Our tour guide started us off at Greyfriar Bobby’s graveyard. Bobby is this super cute dog (see statue) who stayed by his owner’s grave until he (Bobby) passed away. People rub the nose on Bobby’s statue for good luck, but apparently a tour guide made that up and it’s stuck ever since.
Then we walked around the grave yard as our tour guide shared all this information about the number of dead bodies buried there. It’s said that the grave site used to be flat ground…now it’s a giant hill because so many bodies were buried from plague, prosecution, and poverty.

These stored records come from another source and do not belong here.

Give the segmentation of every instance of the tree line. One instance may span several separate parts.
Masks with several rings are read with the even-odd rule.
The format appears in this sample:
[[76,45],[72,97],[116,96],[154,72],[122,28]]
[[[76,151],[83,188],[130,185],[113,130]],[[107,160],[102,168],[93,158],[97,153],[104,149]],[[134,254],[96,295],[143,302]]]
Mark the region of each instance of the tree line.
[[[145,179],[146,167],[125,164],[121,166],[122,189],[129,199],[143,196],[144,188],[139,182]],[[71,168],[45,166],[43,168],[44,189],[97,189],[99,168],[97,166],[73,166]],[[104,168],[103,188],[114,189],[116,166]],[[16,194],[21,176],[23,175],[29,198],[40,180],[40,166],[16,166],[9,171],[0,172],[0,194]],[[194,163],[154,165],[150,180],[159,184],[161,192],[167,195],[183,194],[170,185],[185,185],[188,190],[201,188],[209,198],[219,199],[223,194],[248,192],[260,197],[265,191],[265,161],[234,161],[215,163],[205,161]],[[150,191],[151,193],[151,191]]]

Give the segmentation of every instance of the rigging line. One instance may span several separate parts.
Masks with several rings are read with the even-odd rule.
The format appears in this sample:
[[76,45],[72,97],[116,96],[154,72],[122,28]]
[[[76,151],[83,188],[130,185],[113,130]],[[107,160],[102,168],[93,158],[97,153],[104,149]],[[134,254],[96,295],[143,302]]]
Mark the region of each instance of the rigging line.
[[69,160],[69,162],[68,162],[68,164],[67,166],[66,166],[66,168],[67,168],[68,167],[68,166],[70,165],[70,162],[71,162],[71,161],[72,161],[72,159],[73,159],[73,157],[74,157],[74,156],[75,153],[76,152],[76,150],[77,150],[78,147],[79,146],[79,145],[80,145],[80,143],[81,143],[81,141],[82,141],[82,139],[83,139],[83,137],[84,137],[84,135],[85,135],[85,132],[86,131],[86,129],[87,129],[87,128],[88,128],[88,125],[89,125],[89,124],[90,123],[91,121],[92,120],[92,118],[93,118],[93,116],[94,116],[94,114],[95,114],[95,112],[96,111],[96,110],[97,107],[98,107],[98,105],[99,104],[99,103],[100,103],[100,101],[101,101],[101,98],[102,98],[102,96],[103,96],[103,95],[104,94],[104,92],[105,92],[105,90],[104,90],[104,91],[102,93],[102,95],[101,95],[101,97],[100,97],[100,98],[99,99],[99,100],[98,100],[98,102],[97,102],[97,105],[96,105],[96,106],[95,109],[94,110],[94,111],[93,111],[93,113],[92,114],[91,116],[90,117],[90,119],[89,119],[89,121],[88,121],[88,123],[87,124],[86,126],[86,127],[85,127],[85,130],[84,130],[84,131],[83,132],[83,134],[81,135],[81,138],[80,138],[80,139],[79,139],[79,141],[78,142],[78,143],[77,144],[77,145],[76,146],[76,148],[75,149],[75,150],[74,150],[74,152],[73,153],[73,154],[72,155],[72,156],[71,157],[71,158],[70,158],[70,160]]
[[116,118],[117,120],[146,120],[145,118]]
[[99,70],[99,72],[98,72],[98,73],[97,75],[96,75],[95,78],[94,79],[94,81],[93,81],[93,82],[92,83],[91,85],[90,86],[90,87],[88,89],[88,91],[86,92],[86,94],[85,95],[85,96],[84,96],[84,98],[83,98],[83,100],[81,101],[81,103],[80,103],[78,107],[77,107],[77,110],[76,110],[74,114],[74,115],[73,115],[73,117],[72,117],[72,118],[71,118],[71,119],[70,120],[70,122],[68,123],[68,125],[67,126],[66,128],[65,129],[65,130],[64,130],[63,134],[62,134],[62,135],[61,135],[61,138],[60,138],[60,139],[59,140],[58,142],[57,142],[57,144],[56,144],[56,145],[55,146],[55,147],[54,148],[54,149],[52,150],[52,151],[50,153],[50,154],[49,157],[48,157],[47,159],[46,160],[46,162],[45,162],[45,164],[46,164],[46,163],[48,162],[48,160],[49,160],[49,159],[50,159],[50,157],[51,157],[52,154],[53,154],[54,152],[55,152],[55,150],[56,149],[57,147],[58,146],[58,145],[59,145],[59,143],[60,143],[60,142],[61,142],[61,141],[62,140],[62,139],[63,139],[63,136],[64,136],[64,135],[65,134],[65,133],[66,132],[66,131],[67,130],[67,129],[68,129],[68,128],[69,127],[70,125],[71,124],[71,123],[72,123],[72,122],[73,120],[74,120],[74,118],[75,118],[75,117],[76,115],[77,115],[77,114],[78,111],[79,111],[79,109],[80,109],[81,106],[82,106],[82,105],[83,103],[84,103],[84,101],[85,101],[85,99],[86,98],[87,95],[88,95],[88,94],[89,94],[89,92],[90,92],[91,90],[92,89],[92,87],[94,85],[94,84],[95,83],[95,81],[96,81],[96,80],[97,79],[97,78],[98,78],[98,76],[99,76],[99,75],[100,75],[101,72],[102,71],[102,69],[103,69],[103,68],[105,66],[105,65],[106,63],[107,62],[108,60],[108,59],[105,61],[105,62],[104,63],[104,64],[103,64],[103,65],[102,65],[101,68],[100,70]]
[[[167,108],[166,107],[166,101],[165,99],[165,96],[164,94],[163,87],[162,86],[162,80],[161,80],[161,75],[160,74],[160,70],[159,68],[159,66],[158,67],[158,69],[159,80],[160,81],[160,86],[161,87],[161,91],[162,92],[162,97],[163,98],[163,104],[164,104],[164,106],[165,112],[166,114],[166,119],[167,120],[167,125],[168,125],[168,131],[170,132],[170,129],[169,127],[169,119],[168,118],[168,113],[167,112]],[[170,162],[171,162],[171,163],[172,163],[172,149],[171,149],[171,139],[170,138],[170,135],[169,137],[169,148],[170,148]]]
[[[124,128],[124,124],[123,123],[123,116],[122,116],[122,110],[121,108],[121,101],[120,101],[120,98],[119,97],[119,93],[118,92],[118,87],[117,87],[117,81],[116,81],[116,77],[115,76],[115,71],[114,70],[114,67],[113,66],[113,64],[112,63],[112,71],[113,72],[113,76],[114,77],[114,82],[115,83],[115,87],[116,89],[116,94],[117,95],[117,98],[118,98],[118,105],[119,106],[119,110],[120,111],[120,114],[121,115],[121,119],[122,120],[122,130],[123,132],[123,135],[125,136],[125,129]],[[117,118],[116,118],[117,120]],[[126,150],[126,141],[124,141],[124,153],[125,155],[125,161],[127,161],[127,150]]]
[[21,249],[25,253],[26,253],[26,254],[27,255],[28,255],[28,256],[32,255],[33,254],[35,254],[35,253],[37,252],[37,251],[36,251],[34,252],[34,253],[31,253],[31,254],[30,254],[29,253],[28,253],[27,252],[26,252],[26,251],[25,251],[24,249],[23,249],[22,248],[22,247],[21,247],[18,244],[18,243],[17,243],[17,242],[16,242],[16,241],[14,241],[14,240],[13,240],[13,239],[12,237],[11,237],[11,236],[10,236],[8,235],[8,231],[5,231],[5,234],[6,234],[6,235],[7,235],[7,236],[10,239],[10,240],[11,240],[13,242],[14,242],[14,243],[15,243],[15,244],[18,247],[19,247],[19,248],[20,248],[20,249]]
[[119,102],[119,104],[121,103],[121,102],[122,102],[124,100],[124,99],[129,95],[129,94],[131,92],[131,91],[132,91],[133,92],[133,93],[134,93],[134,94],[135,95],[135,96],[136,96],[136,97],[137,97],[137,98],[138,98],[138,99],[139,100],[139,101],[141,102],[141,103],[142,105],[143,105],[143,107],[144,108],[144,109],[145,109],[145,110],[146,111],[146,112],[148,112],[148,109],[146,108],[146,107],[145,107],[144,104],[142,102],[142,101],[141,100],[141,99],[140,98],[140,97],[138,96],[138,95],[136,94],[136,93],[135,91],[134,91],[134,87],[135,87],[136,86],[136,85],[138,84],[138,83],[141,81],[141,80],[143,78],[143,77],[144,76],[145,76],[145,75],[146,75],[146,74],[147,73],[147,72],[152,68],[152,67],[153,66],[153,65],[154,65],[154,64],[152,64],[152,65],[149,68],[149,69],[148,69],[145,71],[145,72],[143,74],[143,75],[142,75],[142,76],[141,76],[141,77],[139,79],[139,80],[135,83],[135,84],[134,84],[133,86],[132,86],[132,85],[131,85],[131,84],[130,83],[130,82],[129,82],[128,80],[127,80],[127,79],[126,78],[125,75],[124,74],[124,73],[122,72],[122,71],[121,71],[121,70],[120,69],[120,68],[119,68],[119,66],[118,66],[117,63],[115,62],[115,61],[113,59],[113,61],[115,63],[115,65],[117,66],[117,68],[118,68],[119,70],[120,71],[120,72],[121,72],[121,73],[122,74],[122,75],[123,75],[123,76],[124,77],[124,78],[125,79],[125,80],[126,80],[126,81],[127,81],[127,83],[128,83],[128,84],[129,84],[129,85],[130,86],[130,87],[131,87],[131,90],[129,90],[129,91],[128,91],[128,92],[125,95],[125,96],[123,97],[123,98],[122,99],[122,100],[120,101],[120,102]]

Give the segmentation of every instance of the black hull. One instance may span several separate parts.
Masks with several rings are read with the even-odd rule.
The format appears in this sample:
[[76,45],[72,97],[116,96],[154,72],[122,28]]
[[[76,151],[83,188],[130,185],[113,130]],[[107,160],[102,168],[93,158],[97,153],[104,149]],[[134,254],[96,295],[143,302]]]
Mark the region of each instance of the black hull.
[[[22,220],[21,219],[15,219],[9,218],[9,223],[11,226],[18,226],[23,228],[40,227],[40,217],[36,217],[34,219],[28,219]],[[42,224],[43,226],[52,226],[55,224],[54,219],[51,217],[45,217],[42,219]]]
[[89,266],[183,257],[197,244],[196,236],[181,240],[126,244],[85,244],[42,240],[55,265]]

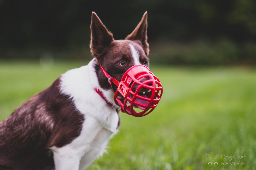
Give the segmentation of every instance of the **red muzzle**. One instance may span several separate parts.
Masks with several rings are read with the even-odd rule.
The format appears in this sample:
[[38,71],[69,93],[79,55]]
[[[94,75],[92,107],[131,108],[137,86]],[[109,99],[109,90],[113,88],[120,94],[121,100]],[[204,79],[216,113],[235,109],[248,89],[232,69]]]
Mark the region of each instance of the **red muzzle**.
[[114,100],[122,112],[143,116],[156,107],[163,94],[163,86],[148,68],[142,65],[133,66],[124,73],[119,82],[108,74],[101,65],[100,68],[112,89],[112,83],[118,87]]

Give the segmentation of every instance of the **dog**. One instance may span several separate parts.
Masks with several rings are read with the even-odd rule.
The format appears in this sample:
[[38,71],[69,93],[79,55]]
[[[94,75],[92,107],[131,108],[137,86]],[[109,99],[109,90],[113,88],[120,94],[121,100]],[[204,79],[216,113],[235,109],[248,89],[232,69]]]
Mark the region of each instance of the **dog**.
[[0,169],[84,169],[103,154],[120,119],[100,64],[119,81],[132,66],[149,67],[147,18],[146,12],[131,34],[115,40],[92,12],[93,59],[62,75],[0,123]]

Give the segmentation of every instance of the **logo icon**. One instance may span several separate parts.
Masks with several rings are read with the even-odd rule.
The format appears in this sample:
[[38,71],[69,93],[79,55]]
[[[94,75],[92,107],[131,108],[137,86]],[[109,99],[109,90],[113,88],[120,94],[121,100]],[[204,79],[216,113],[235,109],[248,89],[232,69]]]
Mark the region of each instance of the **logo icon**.
[[218,165],[218,163],[220,162],[220,154],[218,154],[215,157],[215,159],[212,159],[208,154],[206,154],[206,162],[208,163],[208,165],[211,166],[212,165],[212,161],[215,161],[214,165],[217,166]]

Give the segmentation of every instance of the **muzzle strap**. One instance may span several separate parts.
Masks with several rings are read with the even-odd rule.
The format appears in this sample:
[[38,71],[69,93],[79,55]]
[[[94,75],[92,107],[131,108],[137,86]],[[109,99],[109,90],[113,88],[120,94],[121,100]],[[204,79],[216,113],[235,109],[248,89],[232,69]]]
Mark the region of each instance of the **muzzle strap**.
[[114,88],[113,88],[113,87],[112,87],[112,83],[116,85],[117,87],[119,86],[119,84],[120,84],[120,83],[119,83],[119,82],[115,78],[113,78],[110,75],[108,74],[108,73],[107,73],[106,71],[105,71],[105,70],[103,69],[103,68],[102,68],[101,64],[100,64],[100,69],[101,69],[102,72],[103,73],[103,74],[104,74],[104,75],[105,75],[105,76],[108,78],[108,83],[109,84],[111,88],[112,88],[114,92],[115,92]]

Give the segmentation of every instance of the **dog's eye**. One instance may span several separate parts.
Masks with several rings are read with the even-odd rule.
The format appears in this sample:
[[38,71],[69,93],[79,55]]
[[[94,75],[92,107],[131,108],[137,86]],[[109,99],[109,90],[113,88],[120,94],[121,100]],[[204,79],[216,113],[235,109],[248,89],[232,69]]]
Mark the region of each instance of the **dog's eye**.
[[121,61],[120,63],[118,63],[121,66],[124,66],[125,65],[125,63],[124,63],[124,62]]

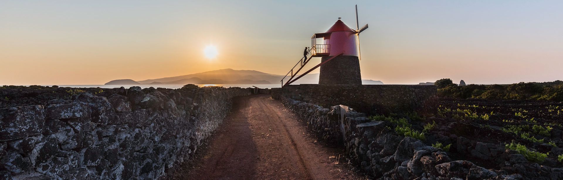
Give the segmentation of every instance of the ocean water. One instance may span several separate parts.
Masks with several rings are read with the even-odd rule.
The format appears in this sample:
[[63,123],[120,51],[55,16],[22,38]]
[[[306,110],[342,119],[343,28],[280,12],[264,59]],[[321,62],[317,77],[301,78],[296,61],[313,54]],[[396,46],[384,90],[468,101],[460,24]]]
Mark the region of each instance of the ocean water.
[[[282,87],[282,84],[196,84],[199,87],[204,86],[222,86],[226,88],[231,87],[238,87],[243,88],[252,88],[252,86],[256,86],[260,88],[280,88]],[[52,85],[43,85],[51,86]],[[132,86],[138,86],[141,88],[147,88],[149,87],[156,88],[164,88],[169,89],[178,89],[181,88],[184,85],[181,84],[137,84],[137,85],[57,85],[59,87],[71,87],[71,88],[119,88],[121,87],[124,87],[126,88],[128,88]]]

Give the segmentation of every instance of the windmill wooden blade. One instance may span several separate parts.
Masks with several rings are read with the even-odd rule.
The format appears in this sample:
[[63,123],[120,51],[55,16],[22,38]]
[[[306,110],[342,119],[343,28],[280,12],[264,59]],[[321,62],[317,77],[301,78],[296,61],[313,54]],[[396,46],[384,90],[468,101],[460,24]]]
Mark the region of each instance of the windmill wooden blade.
[[360,28],[360,29],[357,30],[356,32],[358,32],[358,33],[361,33],[361,32],[364,31],[366,29],[368,29],[368,24],[366,24],[363,26],[361,26],[361,28]]

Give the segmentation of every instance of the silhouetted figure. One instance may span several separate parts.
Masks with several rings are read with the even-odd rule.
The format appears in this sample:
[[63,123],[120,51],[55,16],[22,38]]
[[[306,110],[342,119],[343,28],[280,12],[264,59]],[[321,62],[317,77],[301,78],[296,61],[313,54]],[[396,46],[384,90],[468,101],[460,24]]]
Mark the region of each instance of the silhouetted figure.
[[305,58],[305,60],[307,60],[307,54],[309,52],[309,47],[306,47],[305,50],[303,50],[303,57]]

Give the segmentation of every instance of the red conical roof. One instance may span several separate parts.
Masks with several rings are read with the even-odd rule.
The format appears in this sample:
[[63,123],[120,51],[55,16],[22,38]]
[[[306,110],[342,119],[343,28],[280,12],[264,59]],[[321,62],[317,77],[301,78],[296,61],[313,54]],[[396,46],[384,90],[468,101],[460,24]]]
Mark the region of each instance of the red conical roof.
[[342,21],[341,21],[339,19],[338,21],[336,21],[336,22],[334,22],[334,25],[332,25],[332,27],[330,27],[330,28],[327,31],[327,33],[334,32],[355,32],[356,31],[347,26],[346,24],[344,24],[344,22],[342,22]]

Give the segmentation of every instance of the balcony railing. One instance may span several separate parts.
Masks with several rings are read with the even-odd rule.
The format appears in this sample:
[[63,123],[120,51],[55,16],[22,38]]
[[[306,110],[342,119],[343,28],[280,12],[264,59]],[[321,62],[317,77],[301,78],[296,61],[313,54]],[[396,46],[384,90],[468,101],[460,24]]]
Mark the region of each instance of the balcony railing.
[[311,55],[316,55],[317,53],[330,53],[330,44],[315,44],[313,46],[313,52],[311,53]]

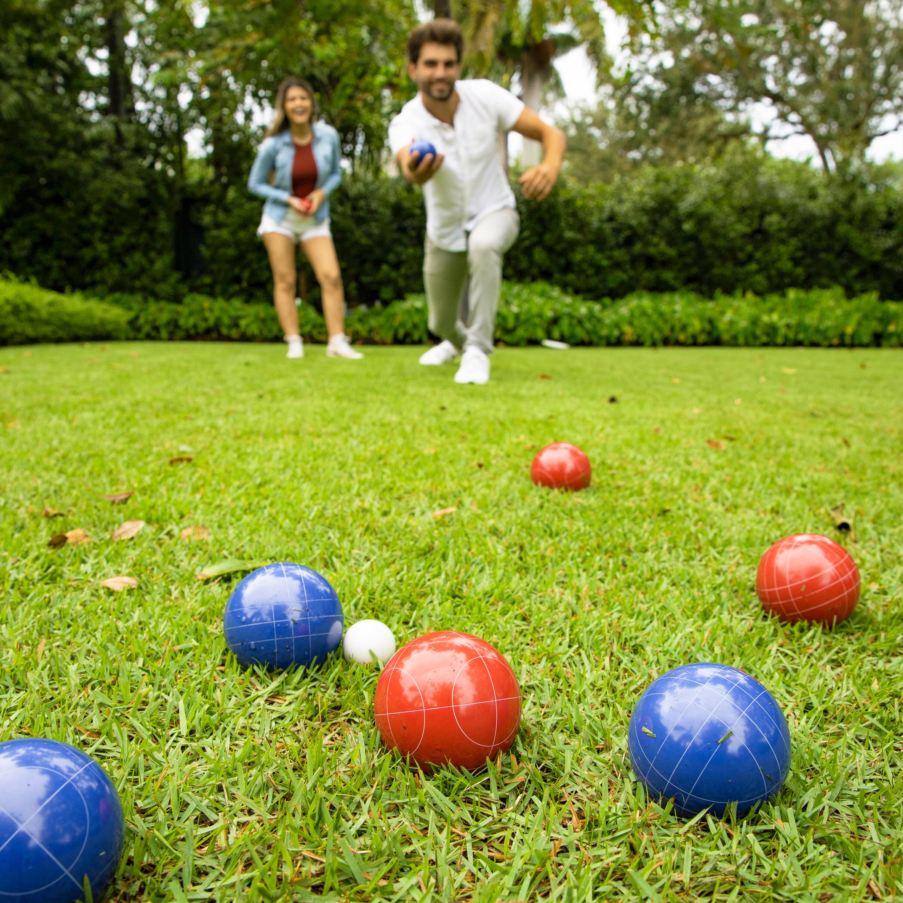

While we might have been a little bored around the gravestones, our tour guide got us at the mausoleum. She told us about the Lord Advocate for King James II; he imprisoned and essentially sent thousands of people to their death for not acknowledging the King as both the Head of Church and State. AND he’s buried right on at the site of imprisonment (talk about ironic huh?) People who sneak into his mausoleum experience ‘strange” things: feeling strangled, fainting, loss of energy… and as she’s describing some of these stories, she sends a well-timed kick at the mausoleum door sending us jumping at least 10 feet back. After recovering, we ascended then descended into the vaults.
So the vaults are actually storage rooms for merchant inside a bridge. The problem was that the bridge was built out of limestone so the vaults were not waterproof. The merchants ditched the vaults, then the poor started moving in. The vaults were dark, damp, and disgusting. Life expectancy once you moved into the vaults dropped to 6 months. I’m not claustrophobic and the vaults are not that tiny, but I definitely started to feel a little anxious… it was too dark and too quiet but it also didn’t feel as empty as I would have liked. This wasn’t good.
We heard stories of misogynist ghosts, wicka rituals, cracked mirrors, stone circles, the banshee sprinkled with bits of actual history. The one bright spot in the whole tour? These baby stalactites because limestone and being old right? Aren’t they cute?
The last vault, a double ceiling vault with no lights was the last straw for me. I did not open my eyes at all – not like it would have made a difference since it was pitch black. Poor Vanessa was crying (I knew because we were hugging so tightly) and I just wanted to curl up in a ball (but the floor was too gross and that would have impeded my movement OUT of the vault). The minute the tour guide said “the only thing worse that being in a vault… is being the last one out” – I was OUT OUT OUT. Bolted like lightning because I was that freaked out – and I practically dragged Vanessa with me. I think the scariest part for Emily was the stairs going up and down the vaults though (scared of heights).
While it was a… unique and unforgettable experience (no matter how hard I try) the best part was the after party. We checked out Southsider Pub and chatted about more things to do around Edinburgh over a glass of wine.